Sulari Gentill has captured the essence of the period in all six books, set against the backdrop of the Depression, and now, the rise of the Nazi Party in Germany, to which Rowly and his friends were witness to in Paving the New Road. The line up of likely suspects in this book works very effectively when the true killer is revealed, and the mystery, somewhat, at least amongst brothers and friends, solved. This added layer of intrigue and where people were and who they were with at the time of the murder just adds yet another aspect to the book that kept me reading.

I cannot say which Rowland Sinclair book thus far is my favourite – they are all wonderful and I am sad that I now have to wait until later this year for book seven. Though they are quick reads, they are enjoyable and they do take me away from other reading – that I can finish whilst waiting for my next sojourn with Rowly.

Gentlemen Formerly Dressed by Sulari Gentill

rowly-5

Author: Sulari Gentill

Publisher: Pantera Press

Genre: Crime, Historical Fiction

Release Date: November 1st, 2013

Book Synopsis: After narrowly escaping Nazi terror, Rowland Sinclair and his companions land in London, believing they are safe.

But they are wrong.

A bizarre murder plunges the hapless Australians into a queer world of British aristocracy, Fascist Blackshirts, illicit love, scandal and spies.

A world where gentlemen are not always what they are dressed up to be.

~*~

I was delighted to be able to leap headfirst into another adventure with Rowland. Edna, Clyde and Milt in London, along with his brother, Wilfred, sister-in-law, Kate and nephews, Ewan and Ernest. Staying at Claridge’s after escaping Fascist Germany, Rowly and his friends are soon privy to the murder of a fellow guest, Lord Pierrepont is murdered, and found in stockings and a women’s nightie – in rather scandalous circumstances that lead to people related to him and the police trying to cover things up. Sulari does a fabulous job of revealing clues to the reader just as the characters find them. The journey to Madame Tussaud’s in London is seemingly innocent enough – Rowly and his friends are in the company of his nephew, Ernest.
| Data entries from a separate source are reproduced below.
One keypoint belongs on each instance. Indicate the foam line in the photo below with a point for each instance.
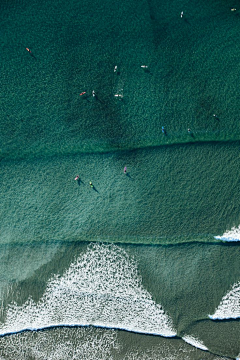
(194, 342)
(229, 307)
(101, 288)
(232, 235)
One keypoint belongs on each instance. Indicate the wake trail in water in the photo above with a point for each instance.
(231, 235)
(96, 148)
(101, 288)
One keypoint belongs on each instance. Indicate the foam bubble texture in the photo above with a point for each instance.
(232, 235)
(195, 342)
(229, 307)
(86, 343)
(101, 288)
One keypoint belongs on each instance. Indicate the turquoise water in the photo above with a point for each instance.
(135, 267)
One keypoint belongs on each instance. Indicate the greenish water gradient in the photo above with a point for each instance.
(181, 189)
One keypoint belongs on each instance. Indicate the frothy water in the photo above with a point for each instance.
(101, 288)
(98, 344)
(89, 343)
(195, 342)
(232, 235)
(229, 307)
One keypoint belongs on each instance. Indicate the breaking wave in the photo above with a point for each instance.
(229, 307)
(101, 288)
(232, 235)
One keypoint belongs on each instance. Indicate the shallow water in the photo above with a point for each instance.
(173, 270)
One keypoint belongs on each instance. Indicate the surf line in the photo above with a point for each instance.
(69, 326)
(49, 327)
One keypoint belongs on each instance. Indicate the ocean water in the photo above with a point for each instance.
(144, 265)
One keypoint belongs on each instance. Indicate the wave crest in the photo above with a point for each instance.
(101, 288)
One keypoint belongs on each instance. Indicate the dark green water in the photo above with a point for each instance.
(181, 189)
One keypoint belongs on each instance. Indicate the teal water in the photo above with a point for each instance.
(134, 263)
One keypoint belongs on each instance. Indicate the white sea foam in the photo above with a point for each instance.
(194, 342)
(101, 288)
(82, 343)
(229, 307)
(231, 235)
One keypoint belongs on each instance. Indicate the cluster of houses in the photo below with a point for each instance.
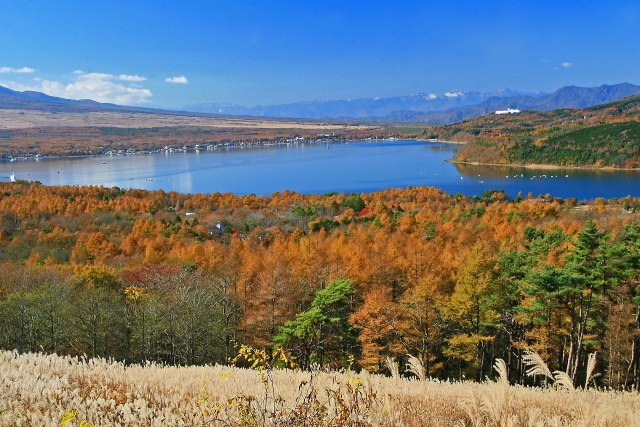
(508, 111)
But the discovery here of a wax head of Pierrepont, and the sculptor hoisting it off onto them to deliver it to Euphemia Thistlethwaite leads the reader into a series of humour-filled interactions with the head in a hat box, and then resting on a desk in the suite Rowland and his friends are staying in.

My favourite line in relation to the head came towards the end of the novel, after a second failed attempt to return it to Lord Harcourt and the family: “Rowland nodded. He had been preoccupied and now he’d lost Pierrepont’s head.” It had the feeling or something morbid yet as the head was wax, quite amusing. The aftermath of Rowly losing the head is equally enjoyable to read and experience, in particular, Wilfred’s reaction to the whole situation of why they had a wax head of a dead man in their rooms.
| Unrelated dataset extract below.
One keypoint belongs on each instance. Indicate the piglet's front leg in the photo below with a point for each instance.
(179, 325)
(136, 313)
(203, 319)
Though Wilfred throughout the novels is disapproving of Rowly’s friends and maybe a little hard on him, he does not just let anyone get away with trying to harm his family. I found this coming through much more since Paving the New Road, following Rowly’s encounters with the Nazi Stormtroopers. The continuity and growth that readers get to experience with this relationship makes the novels well worth the read.
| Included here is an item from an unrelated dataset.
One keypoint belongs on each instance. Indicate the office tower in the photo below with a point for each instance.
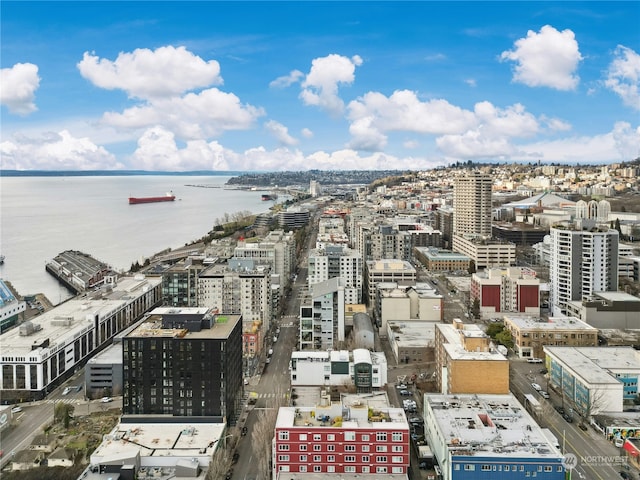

Sulari has again seamlessly and delightfully incorporated real-world figures such as Winston Churchill, H.G. Wells and Stanley Melbourne Bruce into the narrative, as figures for Rowland and his comrades to interact with. For me as a reader, this brings even more authenticity to the world she is creating and meandering in. I hope we get to see more of their reactions to what is going on in Germany and the outcomes of this.

The Rowland Sinclair Mysteries are one of my favourite crime series, because they also incorporate real world history and figures. It feels genuine because of these characteristics, and I am looking forward to seeing what is in store for Rowly in the future.